The suggestion_history table is still empty:

sqlite> SELECT count(*) FROM suggestion_history;
0

Let's now update the suggestion to OpenCV Machine Learning Guide:

sqlite> UPDATE suggestion SET name='OpenCV Machine Learning Guide' WHERE suggestion_id = 1;

We can see, that the suggestion now has a new valid_from timestamp and the row_version has been increased to 2:

sqlite> SELECT * FROM suggestion where suggestion_id = 1;
1|OpenCV Machine Learning Guide|1|2|2024-08-16 06:50:13.874|9999-12-31

The suggestion_history now contains the previous version of the data, also showing the validity of the row:

sqlite> SELECT * FROM suggestion_history where suggestion_id = 1;
1|1|Machine Learning with OpenCV|1|1|2024-08-16 06:47:13.199|2024-08-16 06:50:13.874

Updating it again to the previous values shows, that the change is also audited:

sqlite> UPDATE suggestion SET name='Machine Learning with OpenCV' WHERE suggestion_id = 1;
sqlite> SELECT * FROM suggestion_history where suggestion_id = 1;
1|1|Machine Learning with OpenCV|1|1|2024-08-16 06:47:13.199|2024-08-16 06:50:13.874
2|1|OpenCV Machine Learning Guide|1|2|2024-08-16 06:50:13.874|2024-08-16 06:54:54.487

And that's it!

Conclusion

I am not sure, that I am arriving at the correct conclusions here.

It's not possible to provide an equivalent to Temporal Tables from within SQLite, because it lacks a stable transaction time to be used throughout multiple triggers. You could come up with some workarounds, but I fear they introduce a new set of problems.
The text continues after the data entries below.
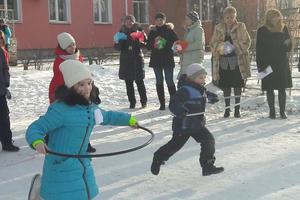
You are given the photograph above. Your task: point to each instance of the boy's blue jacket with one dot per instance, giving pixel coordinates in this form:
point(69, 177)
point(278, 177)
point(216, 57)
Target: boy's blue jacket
point(69, 129)
point(190, 98)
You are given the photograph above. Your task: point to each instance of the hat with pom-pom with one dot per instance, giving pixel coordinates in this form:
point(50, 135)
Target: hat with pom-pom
point(74, 71)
What I came up with in this article is probably good enough for a wide range of projects, at least those I aiming for. You cannot do time-travel with it or restore the data to a previous version with 100% certainity (you could do a "best guess" though 🤷‍♂️).

But you have everything logged, and that's a big plus for doing data forensics.